Wallace Fired in Drive to War

Ouster Symbolizes Wall Street lntention
to Hasten Atomic Bomb Attack on USSR

(28 September 1946)

From The Militant, Vol. X No. 39, 28 September 1946, p. 1.
Transcribed & marked up by Einde O’ Callaghan for the Encyclopaedia of Trotskyism On-Line (ETOL).

The dismissal of Henry A. Wallace from the Truman Cabinet is of great political significance for every worker in this country. This act means: 1. That Wall Street and the government openly proclaim their undivided support of a tough policy toward the USSR that is, a program of war in the not-distant future. 2. That the Truman administration is preparing for tougher measures against the labor movement at home.

Wallace’s personal fate is of little importance. His confused and misleading program differs only tactically from that of Byrnes. But he has served as a symbol for the ruling class of this country, and his ouster as a symbol throws light on the real perspectives of Wall Street and Washington.

Wallace stood as a symbol for two things in the Cabinet: As the advocate of go-soft-with-Russia tactics, and as the last governmental spokesman of New Dealism, which was based on a policy of keeping the support of the labor bureaucrats through limited concessions.

Like a number of businessmen, chiefly small businessmen, Wallace believes that it is easier to make a deal with Stalin through “soft” methods. This deal, he proposes, should include political collaboration with the Stalinist bureaucracy, economic aid, a substantial loan, etc.

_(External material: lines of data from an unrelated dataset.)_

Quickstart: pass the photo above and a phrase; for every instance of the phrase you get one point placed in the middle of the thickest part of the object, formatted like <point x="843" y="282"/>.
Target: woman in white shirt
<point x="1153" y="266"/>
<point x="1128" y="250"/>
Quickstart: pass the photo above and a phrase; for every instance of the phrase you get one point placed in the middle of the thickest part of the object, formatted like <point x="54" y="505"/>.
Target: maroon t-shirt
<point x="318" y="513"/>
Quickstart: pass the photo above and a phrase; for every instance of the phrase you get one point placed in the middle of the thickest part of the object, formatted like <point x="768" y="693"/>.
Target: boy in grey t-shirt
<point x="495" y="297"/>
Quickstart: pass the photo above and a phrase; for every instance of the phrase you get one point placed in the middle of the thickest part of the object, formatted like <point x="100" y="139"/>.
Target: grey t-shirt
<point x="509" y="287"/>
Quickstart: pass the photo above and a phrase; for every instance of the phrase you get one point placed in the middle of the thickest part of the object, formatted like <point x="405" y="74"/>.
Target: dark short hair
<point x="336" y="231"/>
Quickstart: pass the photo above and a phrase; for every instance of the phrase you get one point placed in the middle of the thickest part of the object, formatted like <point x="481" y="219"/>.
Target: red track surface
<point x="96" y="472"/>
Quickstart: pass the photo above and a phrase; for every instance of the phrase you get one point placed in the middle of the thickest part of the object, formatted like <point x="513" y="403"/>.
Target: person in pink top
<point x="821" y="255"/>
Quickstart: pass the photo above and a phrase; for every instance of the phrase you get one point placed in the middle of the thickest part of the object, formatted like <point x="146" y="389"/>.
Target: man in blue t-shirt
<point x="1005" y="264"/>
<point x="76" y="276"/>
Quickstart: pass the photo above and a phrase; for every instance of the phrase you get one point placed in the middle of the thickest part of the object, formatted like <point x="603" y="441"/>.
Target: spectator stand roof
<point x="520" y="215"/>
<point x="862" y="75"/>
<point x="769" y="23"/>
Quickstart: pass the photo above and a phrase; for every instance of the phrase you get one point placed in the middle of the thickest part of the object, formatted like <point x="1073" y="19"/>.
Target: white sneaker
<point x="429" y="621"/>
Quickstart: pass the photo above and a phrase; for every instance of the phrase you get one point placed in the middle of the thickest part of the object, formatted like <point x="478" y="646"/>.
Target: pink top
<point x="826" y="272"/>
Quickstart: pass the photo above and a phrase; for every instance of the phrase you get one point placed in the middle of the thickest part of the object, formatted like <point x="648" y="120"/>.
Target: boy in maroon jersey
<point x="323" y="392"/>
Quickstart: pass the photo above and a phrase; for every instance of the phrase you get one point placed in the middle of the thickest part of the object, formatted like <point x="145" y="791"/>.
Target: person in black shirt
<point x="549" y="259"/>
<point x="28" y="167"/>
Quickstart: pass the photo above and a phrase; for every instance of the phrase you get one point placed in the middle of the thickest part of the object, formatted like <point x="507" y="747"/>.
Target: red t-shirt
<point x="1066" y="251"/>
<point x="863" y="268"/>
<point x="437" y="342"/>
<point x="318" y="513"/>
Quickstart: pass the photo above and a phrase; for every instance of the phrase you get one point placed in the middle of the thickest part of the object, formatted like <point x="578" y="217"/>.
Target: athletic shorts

In return for these concessions Wallace thinks a truce could be reached with Stalin, recognizing his “sphere of influence” and leaving the rest of the world to the tender mercies of American imperialism and thus averting or postponing war. Such was the proposal put forward in Wallace’s Madison Square Garden speech and in his July 23 letter to Truman which was published after the first public flurry.

Public Threat

But the decisive section of the American ruling class and its servants in the White House and at the Peace Conference openly reject such a tactic. And they have kicked Wallace out to tell the whole world – and especially the European powers they are lining up against the Soviet Union – that now is not the time for half-measures or compromises. The removal of the advocate of “peace” with the Soviet Union is, under present conditions, equivalent to a public threat to resort to war.

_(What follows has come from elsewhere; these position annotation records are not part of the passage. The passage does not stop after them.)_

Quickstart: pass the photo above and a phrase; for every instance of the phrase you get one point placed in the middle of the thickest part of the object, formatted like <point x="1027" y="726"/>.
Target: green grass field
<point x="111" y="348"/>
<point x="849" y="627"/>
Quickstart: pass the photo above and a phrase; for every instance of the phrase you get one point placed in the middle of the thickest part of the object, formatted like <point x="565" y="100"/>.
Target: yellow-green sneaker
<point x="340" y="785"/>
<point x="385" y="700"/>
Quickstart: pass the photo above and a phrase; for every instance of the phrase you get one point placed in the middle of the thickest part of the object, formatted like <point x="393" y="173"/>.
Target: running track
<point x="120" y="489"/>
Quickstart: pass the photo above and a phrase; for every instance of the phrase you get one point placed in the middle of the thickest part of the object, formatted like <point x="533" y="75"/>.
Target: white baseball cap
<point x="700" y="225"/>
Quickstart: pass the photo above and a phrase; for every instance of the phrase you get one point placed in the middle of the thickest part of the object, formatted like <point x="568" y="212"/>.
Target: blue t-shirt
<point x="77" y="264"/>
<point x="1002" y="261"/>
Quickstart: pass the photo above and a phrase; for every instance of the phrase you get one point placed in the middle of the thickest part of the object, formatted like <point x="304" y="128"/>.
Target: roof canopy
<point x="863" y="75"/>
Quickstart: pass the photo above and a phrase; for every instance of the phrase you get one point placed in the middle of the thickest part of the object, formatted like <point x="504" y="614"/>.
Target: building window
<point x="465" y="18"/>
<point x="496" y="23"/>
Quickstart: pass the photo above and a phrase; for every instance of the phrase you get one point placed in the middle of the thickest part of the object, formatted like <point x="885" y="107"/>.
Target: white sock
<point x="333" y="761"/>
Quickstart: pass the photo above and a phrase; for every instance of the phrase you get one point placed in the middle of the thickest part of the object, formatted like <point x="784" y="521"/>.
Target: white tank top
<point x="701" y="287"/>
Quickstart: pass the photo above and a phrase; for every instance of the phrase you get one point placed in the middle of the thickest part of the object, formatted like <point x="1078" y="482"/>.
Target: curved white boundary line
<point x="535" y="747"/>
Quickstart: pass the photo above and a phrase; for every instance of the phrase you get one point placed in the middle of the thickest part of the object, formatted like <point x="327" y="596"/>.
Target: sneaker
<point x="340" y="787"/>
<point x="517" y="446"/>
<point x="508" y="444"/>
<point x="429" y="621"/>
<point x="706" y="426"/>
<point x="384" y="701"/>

This becomes even clearer from a consideration of the circumstances surrounding Wallace’s ouster. Important elections will take place in just a few weeks. Wallace, wearing the New Deal mantle, was counted on to swing labor votes to the Democratic Party.

Nevertheless, when Truman was placed in a position where he had to back up Wall Street’s get-tough tactic, he acted decisively, even if it meant yielding up an important section of the labor vote. The Truman administration places the interests of American capitalism as a whole above even the immediate needs of the Democratic Party. Better to take the risk of losing an election, Truman figured, than to jeopardize the war program.

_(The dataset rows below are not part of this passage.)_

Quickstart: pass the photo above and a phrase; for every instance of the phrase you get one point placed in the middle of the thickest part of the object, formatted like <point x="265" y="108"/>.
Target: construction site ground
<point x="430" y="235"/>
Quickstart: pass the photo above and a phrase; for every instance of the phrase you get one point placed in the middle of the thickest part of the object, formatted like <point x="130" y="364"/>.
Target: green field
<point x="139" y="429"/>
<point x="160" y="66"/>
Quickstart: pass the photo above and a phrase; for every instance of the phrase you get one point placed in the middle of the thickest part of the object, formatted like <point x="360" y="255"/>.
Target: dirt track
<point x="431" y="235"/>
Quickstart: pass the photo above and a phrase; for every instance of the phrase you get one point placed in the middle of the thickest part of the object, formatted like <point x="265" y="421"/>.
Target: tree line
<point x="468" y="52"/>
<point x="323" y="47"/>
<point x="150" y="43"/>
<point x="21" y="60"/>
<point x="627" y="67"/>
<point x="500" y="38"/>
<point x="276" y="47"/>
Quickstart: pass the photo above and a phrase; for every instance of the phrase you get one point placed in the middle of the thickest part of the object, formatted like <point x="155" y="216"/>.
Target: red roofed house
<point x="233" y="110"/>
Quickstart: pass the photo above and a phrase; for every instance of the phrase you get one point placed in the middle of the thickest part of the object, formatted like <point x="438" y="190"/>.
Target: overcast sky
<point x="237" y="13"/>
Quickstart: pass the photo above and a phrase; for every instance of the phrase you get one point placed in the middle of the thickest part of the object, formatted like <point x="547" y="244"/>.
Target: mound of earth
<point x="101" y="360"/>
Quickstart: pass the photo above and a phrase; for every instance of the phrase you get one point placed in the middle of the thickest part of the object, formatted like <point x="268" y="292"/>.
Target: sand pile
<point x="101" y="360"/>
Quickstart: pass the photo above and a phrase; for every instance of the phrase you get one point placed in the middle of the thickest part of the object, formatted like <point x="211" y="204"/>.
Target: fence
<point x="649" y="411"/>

The break with Wallace has its own logic on the home front. A government which is planningwar has to prepare to crack down on the masses if it is to regiment them for the war machine. The administration has been moving cautiously to the right – but in stages, because of election needs. Having been driven to a break with Wallace and his faction in the ruling class sooner than anticipated, the Truman Administration’s course from now on will tend steadily and faster to the right.

The Wallace dismissal is thus a warning to the labor movement that Wall Street’s war program is not a long-term program, but one that can plunge the country into war in short order. In the light of this grim reality, it is imperative for the organized labor movement to immediately launch the struggle against imperialist war and against the anti-labor measures that come with a war program.